AVS2018 Session EM+2D+AN+MI+MP+NS-TuA: Solar/Energy Harvesting and Quantum Materials and Applications

Tuesday, October 23, 2018 2:20 PM in Room 101A

Tuesday Afternoon

Session Abstract Book
(325KB, May 6, 2020)
Time Period TuA Sessions | Abstract Timeline | Topic EM Sessions | Time Periods | Topics | AVS2018 Schedule

Start Invited? Item
2:20 PM EM+2D+AN+MI+MP+NS-TuA-1 Plasmonic Metasurface Electrodes for Excitonic Solar Cells.
Deirdre O'Carroll (Rutgers, the State University of New Jersey)

Excitonic organic solar cell technologies, while not currently competitive with inorganic-semiconductor analogues, can exhibit very small device embodied energies (due to comparatively low temperature and low energy-use fabrication processes), which is of interest for minimizing overall device cost and energy-payback time. To improve energy conversion efficiency in thin-film excitonic organic solar cells, light management using nanophotonic structures is necessary. Here, our recent work on improving light trapping in deeply-subwavelength excitonic organic semiconductor films using plasmonic metasurfaces will be presented. Numerous exciton-metasurface interaction phenomena, such as absorption-induced scattering, exciton-plasmon coupling and morphology-dependent surface plasmon light-trapping are observed to give rise to improved light trapping at different regions of the solar spectrum. Additionally, an approach to achieve the theoretical limits to the efficiency of excitonic organic photovoltaics (~22%) will be proposed that involves control of radiative recombination rate, and optimization of both photoluminescence quantum efficiency and photon recycling in organic semiconductor thin-films.

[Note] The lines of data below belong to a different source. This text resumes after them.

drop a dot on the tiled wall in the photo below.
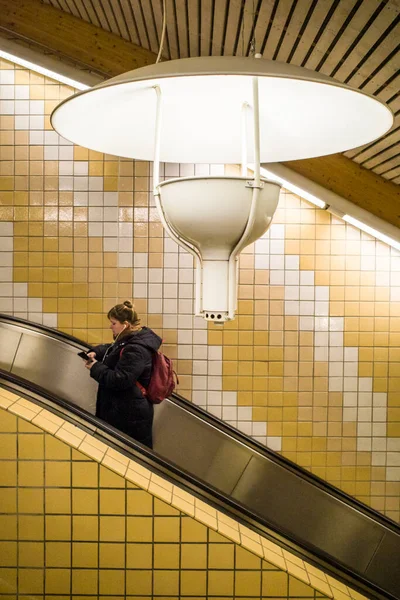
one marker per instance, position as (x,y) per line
(311,364)
(71,528)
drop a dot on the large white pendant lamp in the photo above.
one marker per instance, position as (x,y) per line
(219,110)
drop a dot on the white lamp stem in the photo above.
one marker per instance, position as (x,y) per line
(157,140)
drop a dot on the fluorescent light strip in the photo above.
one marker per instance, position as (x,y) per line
(293,188)
(372,231)
(46,72)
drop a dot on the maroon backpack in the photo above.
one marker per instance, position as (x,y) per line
(162,381)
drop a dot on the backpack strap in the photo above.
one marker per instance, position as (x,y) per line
(139,385)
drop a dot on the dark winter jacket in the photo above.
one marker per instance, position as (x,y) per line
(119,400)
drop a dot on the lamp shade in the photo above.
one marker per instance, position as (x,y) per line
(302,113)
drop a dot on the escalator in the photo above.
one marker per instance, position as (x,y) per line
(215,462)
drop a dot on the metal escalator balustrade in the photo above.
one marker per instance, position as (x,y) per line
(320,522)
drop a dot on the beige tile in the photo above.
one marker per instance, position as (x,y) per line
(138,479)
(251,545)
(68,437)
(92,451)
(22,411)
(44,423)
(206,518)
(114,465)
(160,492)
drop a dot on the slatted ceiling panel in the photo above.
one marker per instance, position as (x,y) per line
(313,17)
(321,41)
(385,166)
(354,41)
(183,28)
(206,19)
(137,12)
(355,67)
(218,29)
(263,22)
(128,16)
(119,18)
(194,27)
(277,29)
(244,33)
(233,27)
(293,30)
(354,23)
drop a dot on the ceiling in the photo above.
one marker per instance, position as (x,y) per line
(354,41)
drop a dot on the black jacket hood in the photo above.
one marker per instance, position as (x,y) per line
(145,337)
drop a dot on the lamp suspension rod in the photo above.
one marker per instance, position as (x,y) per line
(245,106)
(157,140)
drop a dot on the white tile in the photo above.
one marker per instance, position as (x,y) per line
(110,244)
(200,352)
(292,261)
(349,414)
(365,384)
(229,398)
(6,228)
(274,443)
(364,444)
(349,384)
(277,262)
(351,354)
(379,399)
(276,277)
(292,292)
(350,399)
(364,398)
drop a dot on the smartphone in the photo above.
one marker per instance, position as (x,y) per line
(85,356)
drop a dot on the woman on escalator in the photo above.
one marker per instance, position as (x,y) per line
(122,370)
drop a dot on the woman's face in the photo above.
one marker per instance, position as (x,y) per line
(117,327)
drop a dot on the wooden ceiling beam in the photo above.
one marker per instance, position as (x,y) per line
(348,179)
(71,37)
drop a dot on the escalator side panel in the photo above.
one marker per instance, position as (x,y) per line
(209,455)
(381,568)
(309,514)
(9,340)
(55,366)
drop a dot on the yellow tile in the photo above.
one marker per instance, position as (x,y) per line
(275,584)
(84,581)
(166,529)
(193,583)
(30,500)
(112,581)
(84,555)
(112,529)
(221,556)
(85,474)
(85,501)
(31,527)
(57,473)
(58,581)
(30,473)
(112,556)
(30,581)
(139,529)
(85,528)
(112,502)
(139,582)
(110,479)
(140,556)
(8,446)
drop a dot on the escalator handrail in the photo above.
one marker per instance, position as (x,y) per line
(195,486)
(233,433)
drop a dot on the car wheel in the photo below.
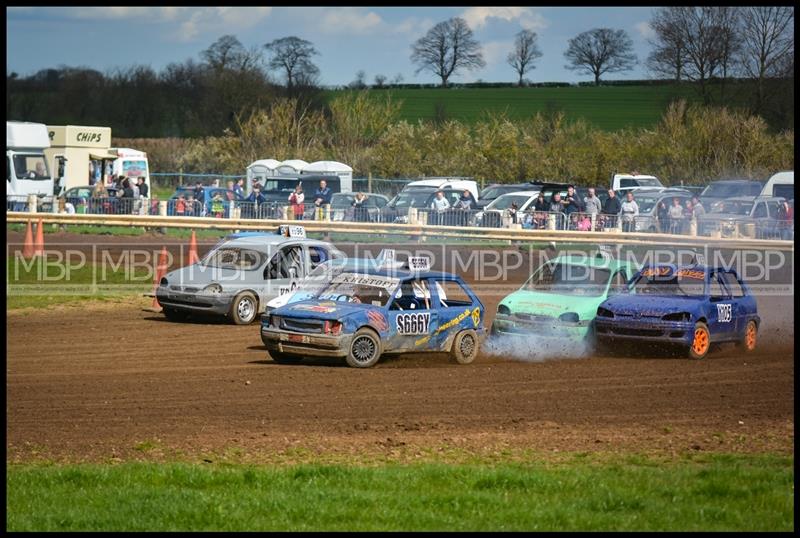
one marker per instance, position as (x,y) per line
(750,338)
(175,315)
(365,349)
(284,358)
(701,342)
(244,308)
(465,347)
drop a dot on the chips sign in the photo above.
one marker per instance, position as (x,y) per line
(292,231)
(419,263)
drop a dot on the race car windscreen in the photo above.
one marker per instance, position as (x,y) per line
(367,289)
(657,281)
(234,258)
(569,279)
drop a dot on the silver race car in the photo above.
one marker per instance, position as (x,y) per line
(242,273)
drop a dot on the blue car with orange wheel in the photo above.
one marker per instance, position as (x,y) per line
(695,307)
(363,314)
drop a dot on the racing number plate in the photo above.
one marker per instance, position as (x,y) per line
(413,323)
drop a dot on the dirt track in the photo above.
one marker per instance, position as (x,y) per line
(112,381)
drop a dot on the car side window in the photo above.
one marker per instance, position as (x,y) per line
(287,263)
(732,283)
(716,290)
(412,295)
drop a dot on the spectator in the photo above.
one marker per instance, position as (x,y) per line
(465,201)
(239,187)
(785,218)
(662,216)
(675,216)
(592,203)
(572,202)
(697,208)
(296,202)
(217,205)
(630,210)
(180,206)
(359,208)
(190,205)
(440,203)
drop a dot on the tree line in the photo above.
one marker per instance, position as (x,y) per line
(706,46)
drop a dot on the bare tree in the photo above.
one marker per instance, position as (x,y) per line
(767,46)
(446,48)
(600,51)
(526,51)
(668,57)
(293,55)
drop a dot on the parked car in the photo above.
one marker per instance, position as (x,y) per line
(420,194)
(492,215)
(495,190)
(748,216)
(694,307)
(561,297)
(362,315)
(728,188)
(342,207)
(241,274)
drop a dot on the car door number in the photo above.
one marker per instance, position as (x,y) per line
(413,323)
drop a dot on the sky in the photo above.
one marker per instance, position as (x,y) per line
(376,40)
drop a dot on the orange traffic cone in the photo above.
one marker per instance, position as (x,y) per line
(161,270)
(192,257)
(27,246)
(38,246)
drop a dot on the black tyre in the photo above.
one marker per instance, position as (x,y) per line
(465,347)
(365,349)
(284,358)
(244,308)
(701,343)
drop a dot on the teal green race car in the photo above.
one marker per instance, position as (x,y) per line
(561,297)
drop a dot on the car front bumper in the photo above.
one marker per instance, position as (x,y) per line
(657,331)
(511,325)
(197,302)
(312,345)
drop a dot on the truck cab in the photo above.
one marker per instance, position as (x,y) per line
(26,166)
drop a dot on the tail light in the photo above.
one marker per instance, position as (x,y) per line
(332,327)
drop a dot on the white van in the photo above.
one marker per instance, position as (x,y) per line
(26,165)
(780,185)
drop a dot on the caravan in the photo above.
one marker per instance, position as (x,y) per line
(26,166)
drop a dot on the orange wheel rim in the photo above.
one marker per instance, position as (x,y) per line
(700,344)
(750,336)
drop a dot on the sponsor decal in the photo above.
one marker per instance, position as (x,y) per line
(324,309)
(692,273)
(418,323)
(367,280)
(378,320)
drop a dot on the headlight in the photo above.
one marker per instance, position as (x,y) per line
(678,316)
(569,317)
(213,288)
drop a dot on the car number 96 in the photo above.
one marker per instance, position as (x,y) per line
(413,323)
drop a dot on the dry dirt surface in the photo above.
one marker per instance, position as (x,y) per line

3:00 PM EM+2D+AN+MI+MP+NS-TuA-3 Photoemission Electron Microscopy as a New Tool to Study the Electronic Properties of an Inhomogeneous Semiconductor for Photovoltaics
Morgann Berg (Sandia National Laboratories); Jason Kephart, Amit Munshi, Walajabad Sampath (Colorado State University); Taisuke Ohta, Calvin Chan (Sandia National Laboratories)

The energy positions of the valence and conduction electronic states with respect to the vacuum level are essential parameters to evaluate how the band gaps of semiconductors or Fermi-levels of metals line up with respect to each other. Such electronic structures of materials can be determined using photoemission spectroscopy (PES). PES measurements, however, remain challenging for inhomogeneous materials with nano- to micrometer lateral dimensions due to its mesoscopic probing area, typically no less than several microns. Photoemission electron microscopy (PEEM) is a cathode lens electron microscopy technique that combines photoemission imaging with spectroscopic modes of operation to provide PES spectra from areas less than one micron in size. Here, we present PEEM studies of the electronic structure of polycrystalline cadmium telluride (CdTe) thin films, a test case to examine the applicability of this new microscopic approach to photovoltaic materials. Post-deposition CdCl2 treatment of CdTe is known to increase photovoltaic efficiency. However, the precise chemical, structural, and electronic changes that underpin this improvement are still debated. In this study, PEEM was used to spatially map the vacuum level and ionization energy of CdTe films, enabling the identification of electronic structure variations between grains and grain boundaries. In vacuo preparation and inert environment transfer of oxide-free CdTe surfaces isolated the separate effects of CdCl2 treatment and ambient oxygen exposure. Qualitatively, grain boundaries displayed lower work function and downward band bending relative to grain interiors, but only after air exposure of CdCl2-treated CdTe. This study highlights the importance of probing the spatially varying electronic structure, elucidating the concurrent impacts of processing steps ( CdCl2 treatment and oxygen exposure ) to develop a comprehensive picture of local electronic structure in an inhomogeneous semiconductor.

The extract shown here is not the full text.